Recently purchased a 1991 NC-6 stove. Installed it into outside masonry chimney. Made a fire with the draft handle all the way out and lit the kindling. Added wood and then closed the door with the draft still open. As soon as the door was closed the flames diminished. They didn't go out but diminished. I put the draft part way in and it was going to put the fire out.  The chimney and piping is clean. I don't have a manual for the stove so I don't know if something could be blocked. There was  thread on your site that mentioned a mineral wool filter that was taken out and it helped with the draft. Any help would be appreciated. I contacted the firm that makes the current country flame stoves and the said that they had no info that it was the firm in Missouri that made the NC-6. They are out of business


----------



## begreen (Jun 30, 2015)

I have not run this stove but caught that review too and found it perhaps misleading. The condition you are describing is typical of poor draft. If the kindling was completely dry then most likely this is a draft issue. There are several things that can cause this, for example: outside temps too warm, chimney too short, chimney liner too large for the stove, and a leaky outside cleanout door.
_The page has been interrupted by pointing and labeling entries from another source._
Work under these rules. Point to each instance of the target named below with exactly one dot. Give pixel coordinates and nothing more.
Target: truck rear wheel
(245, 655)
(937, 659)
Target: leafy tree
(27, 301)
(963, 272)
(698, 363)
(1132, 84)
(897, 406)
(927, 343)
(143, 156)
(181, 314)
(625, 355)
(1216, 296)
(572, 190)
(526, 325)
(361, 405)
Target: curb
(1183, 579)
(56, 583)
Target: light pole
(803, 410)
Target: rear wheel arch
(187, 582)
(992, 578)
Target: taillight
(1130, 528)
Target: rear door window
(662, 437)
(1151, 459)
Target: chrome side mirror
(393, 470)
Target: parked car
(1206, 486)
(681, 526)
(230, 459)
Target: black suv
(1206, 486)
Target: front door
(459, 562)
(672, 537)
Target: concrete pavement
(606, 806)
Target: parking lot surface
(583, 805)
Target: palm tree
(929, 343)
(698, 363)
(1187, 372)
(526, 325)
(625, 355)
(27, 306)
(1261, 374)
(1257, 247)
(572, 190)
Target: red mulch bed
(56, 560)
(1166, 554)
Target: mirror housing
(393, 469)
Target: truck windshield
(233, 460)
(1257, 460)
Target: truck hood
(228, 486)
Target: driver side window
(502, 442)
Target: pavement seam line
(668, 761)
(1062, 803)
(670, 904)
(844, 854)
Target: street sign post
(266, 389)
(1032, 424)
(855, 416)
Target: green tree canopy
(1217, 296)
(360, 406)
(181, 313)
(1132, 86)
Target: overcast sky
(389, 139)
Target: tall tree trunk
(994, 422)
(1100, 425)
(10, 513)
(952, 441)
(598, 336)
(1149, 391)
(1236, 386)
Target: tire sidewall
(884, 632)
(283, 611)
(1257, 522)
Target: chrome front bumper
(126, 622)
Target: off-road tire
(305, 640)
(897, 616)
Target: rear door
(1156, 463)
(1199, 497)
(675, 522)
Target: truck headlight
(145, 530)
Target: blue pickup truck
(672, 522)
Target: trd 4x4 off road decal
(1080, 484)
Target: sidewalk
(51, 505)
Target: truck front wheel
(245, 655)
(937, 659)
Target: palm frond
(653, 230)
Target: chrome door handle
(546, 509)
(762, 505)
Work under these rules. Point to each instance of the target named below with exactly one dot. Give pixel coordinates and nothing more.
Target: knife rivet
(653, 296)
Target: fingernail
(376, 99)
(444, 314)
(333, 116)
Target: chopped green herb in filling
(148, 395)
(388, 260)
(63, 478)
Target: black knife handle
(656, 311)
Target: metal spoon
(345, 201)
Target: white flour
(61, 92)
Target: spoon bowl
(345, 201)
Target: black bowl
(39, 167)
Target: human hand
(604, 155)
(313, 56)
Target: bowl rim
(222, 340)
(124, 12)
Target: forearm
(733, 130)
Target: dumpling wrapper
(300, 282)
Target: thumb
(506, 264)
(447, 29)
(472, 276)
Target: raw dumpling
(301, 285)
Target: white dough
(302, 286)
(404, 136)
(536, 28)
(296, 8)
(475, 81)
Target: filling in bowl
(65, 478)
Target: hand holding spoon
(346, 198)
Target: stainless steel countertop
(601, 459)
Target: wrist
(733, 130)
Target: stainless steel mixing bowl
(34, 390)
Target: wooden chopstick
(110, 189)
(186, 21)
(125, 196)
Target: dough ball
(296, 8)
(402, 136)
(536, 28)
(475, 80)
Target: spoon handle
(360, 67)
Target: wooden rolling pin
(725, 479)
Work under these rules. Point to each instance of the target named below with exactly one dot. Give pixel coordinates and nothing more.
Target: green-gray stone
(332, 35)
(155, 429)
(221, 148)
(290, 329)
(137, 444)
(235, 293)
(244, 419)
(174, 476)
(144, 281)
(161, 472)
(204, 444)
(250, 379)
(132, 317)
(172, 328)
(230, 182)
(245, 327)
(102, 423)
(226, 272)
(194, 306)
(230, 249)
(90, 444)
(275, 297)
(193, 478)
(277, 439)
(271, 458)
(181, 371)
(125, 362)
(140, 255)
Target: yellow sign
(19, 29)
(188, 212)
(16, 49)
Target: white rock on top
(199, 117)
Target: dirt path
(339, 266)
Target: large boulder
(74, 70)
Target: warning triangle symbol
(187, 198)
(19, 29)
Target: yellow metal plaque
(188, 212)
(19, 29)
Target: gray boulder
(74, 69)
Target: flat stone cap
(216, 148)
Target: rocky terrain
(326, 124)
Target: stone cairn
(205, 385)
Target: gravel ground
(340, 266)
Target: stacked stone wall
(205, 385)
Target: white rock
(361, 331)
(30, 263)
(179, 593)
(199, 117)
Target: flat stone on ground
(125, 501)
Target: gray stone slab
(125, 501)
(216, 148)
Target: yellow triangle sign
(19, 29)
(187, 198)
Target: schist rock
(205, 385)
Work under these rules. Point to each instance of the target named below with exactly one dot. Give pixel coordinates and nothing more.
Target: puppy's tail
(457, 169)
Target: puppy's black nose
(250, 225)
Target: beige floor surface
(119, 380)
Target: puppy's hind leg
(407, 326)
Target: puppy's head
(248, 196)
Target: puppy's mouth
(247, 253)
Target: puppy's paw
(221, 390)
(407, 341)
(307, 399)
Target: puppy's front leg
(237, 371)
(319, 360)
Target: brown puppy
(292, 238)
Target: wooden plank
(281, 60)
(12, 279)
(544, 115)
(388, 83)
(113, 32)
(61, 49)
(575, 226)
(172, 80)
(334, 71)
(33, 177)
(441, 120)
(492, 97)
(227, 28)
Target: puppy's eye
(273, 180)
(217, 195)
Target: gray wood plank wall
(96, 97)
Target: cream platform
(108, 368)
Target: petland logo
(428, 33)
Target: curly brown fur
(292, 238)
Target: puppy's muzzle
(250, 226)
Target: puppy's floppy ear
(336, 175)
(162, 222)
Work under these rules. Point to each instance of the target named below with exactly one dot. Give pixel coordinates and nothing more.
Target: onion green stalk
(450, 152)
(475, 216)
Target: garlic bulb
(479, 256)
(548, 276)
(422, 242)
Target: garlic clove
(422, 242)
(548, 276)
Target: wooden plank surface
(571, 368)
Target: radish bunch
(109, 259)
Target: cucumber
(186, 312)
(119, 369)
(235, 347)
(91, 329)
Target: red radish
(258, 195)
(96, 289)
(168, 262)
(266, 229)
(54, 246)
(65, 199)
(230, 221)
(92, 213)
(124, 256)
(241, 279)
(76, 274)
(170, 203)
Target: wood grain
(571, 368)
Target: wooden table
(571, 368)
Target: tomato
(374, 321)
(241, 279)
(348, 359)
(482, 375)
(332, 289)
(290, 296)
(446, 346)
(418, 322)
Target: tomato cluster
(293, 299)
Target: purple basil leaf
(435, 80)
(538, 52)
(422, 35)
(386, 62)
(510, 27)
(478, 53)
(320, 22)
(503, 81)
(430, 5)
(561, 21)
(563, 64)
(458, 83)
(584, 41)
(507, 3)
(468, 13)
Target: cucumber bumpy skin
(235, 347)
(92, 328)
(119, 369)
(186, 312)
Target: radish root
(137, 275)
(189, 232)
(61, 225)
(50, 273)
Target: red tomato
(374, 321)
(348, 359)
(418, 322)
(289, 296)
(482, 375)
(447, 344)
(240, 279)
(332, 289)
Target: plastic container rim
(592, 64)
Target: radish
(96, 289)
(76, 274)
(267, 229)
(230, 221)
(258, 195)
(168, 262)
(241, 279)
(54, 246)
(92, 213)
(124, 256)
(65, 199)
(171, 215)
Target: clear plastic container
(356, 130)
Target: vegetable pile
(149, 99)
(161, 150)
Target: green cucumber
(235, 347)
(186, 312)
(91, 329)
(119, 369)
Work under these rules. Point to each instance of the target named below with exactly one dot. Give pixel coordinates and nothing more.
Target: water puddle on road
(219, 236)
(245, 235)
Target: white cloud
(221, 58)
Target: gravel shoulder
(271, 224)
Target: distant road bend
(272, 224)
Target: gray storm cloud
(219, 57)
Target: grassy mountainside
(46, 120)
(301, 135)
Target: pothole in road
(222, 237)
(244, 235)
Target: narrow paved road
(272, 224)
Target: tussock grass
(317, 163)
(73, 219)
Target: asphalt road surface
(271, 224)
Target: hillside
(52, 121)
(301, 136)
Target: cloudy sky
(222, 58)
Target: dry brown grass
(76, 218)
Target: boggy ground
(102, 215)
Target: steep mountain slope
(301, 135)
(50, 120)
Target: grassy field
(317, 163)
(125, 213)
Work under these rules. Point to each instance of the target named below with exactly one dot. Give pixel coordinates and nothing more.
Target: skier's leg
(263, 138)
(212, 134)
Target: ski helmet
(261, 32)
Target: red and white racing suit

How tall is the chimney? What is the ID of the chimney liner? Is there a stainless steel liner in the chimney that is matched to the stove's flue size?


----------



## yuuper3 (Aug 4, 2015)

The problem was not the chimney but the draft handle on the stove. I was able to return it to the seller and he said the draft was not opening far enough. So thanks for the help. Replaced it with a new Drolet stove and it is working ok.


----------